Words by Tim Hayward
Illustration by Louise Sheeran 

An extract from The Food Almanac: Recipes and Stories for a Year at the Table.

 

The Thermos sits at the back of the bottom shelf in my kitchen cupboard. You have to mine to find it, through strata of rarely used gadgets. It’s a little rusty around the bottom rim, the plastic cup on the top is a probable mismatch and the tartan would be more associated with cheap, mass-produced shortbread than any actual clan. I found it in a smelly old fishing bag when I was cleaning out Dad’s stuff. Obviously, I couldn’t throw it away.

The Dewar or vacuum flask was invented by Sir James Dewar in 1892, a delicate double-walled vessel of silvered glass that, for a while, would slow the process of cooling or warming of a liquid stored in it. The flask itself was usually clad in a protective layer of cork and then a decorated metal sheath… the ‘Thermos’ we know so well. 

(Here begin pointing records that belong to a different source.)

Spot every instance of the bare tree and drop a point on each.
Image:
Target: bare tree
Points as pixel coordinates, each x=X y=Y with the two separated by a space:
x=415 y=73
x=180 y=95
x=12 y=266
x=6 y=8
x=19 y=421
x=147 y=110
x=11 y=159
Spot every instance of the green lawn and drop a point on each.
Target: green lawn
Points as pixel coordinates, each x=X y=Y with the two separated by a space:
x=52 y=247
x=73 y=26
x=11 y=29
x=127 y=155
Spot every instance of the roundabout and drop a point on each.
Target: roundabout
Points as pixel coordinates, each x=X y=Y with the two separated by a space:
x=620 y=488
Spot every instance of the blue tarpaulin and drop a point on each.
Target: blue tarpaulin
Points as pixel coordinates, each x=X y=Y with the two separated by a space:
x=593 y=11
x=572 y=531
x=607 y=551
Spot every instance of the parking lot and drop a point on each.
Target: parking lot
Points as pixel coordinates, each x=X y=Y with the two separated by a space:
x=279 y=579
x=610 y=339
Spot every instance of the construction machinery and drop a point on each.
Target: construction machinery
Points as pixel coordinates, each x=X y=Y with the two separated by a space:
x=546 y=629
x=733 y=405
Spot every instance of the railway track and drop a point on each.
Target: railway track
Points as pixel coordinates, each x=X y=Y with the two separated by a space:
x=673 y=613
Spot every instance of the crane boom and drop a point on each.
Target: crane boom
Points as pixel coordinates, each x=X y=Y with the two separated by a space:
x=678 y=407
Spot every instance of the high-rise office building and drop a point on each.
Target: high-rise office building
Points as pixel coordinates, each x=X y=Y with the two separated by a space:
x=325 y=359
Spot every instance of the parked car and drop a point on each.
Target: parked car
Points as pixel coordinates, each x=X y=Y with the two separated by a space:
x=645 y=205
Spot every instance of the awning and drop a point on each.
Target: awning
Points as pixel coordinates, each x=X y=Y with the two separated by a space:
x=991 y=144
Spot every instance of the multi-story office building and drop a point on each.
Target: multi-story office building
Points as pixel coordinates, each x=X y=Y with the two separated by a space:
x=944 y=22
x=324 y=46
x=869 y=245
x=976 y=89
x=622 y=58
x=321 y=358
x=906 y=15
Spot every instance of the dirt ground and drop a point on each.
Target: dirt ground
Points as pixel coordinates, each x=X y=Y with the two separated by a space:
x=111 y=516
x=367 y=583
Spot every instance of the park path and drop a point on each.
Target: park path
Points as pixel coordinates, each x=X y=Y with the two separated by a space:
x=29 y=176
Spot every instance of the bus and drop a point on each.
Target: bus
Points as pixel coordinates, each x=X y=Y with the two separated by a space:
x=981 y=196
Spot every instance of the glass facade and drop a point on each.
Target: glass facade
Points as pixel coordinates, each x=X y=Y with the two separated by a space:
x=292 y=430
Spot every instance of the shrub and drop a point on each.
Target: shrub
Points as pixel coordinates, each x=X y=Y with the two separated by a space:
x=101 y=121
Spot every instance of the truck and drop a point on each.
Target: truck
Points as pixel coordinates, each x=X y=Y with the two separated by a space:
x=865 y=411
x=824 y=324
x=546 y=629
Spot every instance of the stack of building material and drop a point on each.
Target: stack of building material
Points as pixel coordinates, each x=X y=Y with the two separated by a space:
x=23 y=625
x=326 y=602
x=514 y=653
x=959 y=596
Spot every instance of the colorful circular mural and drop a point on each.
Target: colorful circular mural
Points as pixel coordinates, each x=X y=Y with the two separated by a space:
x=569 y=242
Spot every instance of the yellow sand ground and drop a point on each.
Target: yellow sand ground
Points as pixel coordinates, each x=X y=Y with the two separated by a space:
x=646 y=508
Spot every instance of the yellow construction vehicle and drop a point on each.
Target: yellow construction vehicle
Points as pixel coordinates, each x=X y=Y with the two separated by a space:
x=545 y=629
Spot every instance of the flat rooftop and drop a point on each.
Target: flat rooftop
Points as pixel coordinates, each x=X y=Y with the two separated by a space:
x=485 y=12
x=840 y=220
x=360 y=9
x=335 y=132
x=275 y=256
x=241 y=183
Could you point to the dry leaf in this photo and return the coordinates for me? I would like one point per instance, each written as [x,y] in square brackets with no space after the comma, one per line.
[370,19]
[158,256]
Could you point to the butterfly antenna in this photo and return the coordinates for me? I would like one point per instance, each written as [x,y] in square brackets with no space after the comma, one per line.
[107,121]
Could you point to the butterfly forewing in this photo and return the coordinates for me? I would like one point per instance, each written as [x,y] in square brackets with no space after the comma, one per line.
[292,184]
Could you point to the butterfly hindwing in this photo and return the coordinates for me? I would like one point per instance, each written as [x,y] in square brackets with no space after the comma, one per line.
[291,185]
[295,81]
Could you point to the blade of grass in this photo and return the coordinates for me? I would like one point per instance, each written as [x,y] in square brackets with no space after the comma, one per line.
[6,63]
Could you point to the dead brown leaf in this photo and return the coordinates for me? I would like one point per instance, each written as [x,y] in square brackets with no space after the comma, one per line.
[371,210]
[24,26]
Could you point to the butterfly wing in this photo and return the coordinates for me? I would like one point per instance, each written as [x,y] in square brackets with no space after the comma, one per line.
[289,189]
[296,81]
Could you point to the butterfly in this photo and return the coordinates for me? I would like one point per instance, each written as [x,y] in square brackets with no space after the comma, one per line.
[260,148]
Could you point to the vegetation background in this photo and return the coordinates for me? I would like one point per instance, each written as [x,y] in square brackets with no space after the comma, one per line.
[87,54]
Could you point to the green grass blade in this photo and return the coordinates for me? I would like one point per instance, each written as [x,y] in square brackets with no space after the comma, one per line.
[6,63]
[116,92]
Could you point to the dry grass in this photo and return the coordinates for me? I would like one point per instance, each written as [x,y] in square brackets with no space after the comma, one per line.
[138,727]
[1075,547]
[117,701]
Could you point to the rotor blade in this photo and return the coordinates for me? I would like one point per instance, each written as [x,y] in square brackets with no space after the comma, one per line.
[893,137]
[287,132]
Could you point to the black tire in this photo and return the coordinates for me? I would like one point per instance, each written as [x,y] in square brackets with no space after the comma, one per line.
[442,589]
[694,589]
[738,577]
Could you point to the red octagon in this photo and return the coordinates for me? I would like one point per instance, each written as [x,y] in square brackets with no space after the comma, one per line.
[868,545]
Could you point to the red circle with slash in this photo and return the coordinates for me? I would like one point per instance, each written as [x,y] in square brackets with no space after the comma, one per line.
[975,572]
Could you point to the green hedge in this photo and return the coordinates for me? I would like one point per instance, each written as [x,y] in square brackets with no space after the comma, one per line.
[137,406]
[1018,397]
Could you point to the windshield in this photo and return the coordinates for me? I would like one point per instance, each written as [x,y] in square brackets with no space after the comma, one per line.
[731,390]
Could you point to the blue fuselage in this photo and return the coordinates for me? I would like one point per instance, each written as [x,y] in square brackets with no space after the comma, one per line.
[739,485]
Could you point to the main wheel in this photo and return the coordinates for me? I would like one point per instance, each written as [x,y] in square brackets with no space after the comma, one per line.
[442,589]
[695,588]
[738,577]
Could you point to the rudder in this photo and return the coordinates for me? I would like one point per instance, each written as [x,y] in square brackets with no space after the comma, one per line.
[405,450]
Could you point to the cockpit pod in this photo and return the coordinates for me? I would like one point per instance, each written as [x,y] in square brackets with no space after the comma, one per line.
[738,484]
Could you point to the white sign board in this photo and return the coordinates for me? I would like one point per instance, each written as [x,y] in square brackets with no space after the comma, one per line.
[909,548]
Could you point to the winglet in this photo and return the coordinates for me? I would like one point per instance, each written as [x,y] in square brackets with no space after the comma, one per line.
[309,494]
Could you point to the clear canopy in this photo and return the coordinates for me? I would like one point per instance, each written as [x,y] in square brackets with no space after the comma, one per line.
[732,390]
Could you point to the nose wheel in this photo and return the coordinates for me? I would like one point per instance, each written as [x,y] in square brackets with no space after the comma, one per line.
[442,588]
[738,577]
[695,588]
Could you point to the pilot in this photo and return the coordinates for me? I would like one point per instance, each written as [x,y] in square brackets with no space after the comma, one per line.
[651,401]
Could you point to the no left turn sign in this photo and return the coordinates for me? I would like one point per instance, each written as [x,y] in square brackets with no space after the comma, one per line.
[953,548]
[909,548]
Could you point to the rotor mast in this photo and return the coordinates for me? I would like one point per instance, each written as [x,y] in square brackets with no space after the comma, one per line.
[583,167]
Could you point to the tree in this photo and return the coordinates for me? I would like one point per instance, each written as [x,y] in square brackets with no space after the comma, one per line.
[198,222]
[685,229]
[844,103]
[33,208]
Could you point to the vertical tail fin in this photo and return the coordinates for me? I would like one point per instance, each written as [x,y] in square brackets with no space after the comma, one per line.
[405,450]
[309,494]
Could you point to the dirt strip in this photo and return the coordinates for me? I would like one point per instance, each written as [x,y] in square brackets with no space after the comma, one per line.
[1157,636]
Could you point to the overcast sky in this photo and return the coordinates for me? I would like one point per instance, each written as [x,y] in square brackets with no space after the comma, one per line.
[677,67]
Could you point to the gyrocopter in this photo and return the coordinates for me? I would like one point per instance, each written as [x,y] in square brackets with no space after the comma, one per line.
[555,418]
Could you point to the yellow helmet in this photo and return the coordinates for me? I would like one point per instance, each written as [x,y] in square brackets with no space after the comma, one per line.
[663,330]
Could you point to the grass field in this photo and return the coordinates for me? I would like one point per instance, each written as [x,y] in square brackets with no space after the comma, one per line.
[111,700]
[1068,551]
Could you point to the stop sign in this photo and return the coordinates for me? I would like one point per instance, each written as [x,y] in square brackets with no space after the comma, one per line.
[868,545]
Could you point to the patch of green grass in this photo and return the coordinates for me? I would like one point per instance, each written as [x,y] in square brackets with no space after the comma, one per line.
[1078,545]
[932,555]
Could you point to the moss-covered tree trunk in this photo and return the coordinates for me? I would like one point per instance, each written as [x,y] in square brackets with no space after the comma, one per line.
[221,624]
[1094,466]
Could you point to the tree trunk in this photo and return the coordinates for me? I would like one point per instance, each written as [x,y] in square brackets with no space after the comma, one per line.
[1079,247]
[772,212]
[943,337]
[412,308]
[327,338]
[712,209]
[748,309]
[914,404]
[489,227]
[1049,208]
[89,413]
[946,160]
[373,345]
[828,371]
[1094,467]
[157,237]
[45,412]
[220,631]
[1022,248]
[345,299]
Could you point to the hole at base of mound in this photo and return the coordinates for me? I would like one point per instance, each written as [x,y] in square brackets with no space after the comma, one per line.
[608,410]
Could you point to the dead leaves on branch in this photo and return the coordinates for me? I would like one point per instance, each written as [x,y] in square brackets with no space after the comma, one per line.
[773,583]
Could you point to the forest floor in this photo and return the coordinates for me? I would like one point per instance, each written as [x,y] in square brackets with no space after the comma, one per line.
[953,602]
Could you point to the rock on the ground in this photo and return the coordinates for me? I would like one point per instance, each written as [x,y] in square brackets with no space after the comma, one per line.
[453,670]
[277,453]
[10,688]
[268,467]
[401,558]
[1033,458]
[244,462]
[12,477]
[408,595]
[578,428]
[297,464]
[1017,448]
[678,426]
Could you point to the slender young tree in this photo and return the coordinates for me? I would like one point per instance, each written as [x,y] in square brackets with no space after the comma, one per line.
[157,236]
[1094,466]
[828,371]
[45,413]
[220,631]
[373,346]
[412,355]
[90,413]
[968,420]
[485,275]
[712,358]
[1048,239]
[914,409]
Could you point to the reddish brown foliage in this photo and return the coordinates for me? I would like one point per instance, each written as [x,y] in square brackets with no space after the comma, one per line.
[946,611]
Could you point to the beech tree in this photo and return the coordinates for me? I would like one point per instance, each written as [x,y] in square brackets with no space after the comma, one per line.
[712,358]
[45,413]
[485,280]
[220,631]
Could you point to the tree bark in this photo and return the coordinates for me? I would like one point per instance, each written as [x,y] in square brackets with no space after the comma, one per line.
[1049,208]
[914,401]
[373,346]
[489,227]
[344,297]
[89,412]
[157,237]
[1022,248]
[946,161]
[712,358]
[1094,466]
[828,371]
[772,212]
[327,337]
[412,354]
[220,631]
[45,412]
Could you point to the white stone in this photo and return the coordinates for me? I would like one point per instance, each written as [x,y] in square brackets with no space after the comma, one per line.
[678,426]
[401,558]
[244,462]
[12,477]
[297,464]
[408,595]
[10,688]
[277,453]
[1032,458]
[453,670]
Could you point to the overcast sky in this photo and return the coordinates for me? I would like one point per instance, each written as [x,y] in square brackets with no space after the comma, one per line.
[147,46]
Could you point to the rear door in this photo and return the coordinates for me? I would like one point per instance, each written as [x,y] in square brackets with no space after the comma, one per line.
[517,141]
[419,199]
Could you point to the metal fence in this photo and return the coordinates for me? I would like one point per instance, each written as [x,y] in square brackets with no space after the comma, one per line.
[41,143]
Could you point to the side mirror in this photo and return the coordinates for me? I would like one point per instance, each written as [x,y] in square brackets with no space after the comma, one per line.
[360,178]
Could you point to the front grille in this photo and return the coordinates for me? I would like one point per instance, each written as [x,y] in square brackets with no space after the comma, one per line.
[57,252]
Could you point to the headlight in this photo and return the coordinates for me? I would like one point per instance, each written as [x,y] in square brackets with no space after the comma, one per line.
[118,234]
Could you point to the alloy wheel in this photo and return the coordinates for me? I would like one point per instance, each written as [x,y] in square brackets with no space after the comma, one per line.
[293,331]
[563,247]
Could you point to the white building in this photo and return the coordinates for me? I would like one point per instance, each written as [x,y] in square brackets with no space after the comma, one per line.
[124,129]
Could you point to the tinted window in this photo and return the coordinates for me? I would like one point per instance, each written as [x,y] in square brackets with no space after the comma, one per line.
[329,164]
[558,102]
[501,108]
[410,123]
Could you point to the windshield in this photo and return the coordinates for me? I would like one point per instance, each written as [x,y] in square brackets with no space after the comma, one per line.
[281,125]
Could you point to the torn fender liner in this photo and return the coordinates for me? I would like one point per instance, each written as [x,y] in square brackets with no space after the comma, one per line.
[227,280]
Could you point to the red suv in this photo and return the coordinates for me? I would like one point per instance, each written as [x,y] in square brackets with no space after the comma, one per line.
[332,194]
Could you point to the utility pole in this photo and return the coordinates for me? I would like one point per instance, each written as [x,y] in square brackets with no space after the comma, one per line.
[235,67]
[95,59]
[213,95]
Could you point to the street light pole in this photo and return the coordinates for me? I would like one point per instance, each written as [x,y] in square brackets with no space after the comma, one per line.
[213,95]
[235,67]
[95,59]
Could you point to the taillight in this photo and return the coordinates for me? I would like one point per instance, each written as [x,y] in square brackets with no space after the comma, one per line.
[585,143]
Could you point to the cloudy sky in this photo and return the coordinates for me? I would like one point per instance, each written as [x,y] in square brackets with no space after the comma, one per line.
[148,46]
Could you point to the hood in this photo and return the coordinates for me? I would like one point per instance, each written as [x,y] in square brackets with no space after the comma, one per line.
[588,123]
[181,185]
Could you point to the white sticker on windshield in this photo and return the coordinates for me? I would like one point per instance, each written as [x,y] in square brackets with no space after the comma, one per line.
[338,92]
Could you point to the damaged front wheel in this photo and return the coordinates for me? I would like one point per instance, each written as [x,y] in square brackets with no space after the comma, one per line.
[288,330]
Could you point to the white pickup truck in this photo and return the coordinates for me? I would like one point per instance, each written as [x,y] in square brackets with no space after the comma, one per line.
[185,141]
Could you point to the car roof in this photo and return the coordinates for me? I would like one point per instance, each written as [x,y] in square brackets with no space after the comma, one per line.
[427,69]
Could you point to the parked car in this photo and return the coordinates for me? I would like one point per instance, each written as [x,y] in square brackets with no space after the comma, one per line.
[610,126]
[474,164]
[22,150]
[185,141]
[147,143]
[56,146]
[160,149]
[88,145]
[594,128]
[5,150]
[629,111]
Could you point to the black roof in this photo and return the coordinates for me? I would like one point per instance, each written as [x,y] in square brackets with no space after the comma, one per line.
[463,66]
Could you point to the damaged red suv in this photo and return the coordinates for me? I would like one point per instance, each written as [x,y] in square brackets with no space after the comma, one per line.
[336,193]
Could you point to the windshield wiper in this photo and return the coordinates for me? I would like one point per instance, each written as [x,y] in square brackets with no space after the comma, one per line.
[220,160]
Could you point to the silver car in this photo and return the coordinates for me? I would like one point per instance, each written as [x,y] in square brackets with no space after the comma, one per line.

Both my grandfathers carried Thermos flasks through the war: one in the freezing fuselage of a bomber, the other to the factory where he built aero engines and at night to the anti-aircraft battery he manned, protecting his factory, town and family. During that era, men carried Thermoses in the bottom of a gas-mask bag, slung over a shoulder as they climbed cranes, dug holes, drove trains, manned lathes and won coal. By the time my father was going to work, there was an office kettle and he could stop at a transport caff when he was out on the road. But the Thermos would still come out, packed for long drives, family picnics and fishing trips.

I got the Thermos when I was sent to a horrible school, a miserable, repressive shithole and joysink, where my parents, bless their hearts, thought I might benefit from its brand of education. I have never been unhappier in my life, but Mum (who knew) understood that hot soup had therapeutic value. She could see that the essential element of the Thermos had never really been James Dewar’s miraculous thermal engineering, but its magical ability to carry a piece of home, the hearth and the person – usually wife or mother – who had filled the thing before you left. Like a tribal fetish or saint’s relic, it could hold spiritual power and transmit love.

I don’t use the Thermos any more. I’ll probably never pick it up and shake it to see if the fragile interior is still intact. I’ll probably never taste again the stewed orange tea with evanescent undertones of coffee and the background redolence of Heinz Cream of Chicken. Maybe I don’t need to carry ‘home’ in my bag; just a laptop is enough, and I can always grab a hot drink or soup wherever I am. It even feels a little embarrassing, oddly gendered – an accoutrement of masculinity that has outlived its role.

I still can’t bring myself to dump it. Maybe I should dig out Dad’s old rods and take it fishing, maybe I’ll take it to the hill where the anti-aircraft battery stood, or maybe I’ll keep it – it would make an admirable urn for my ashes.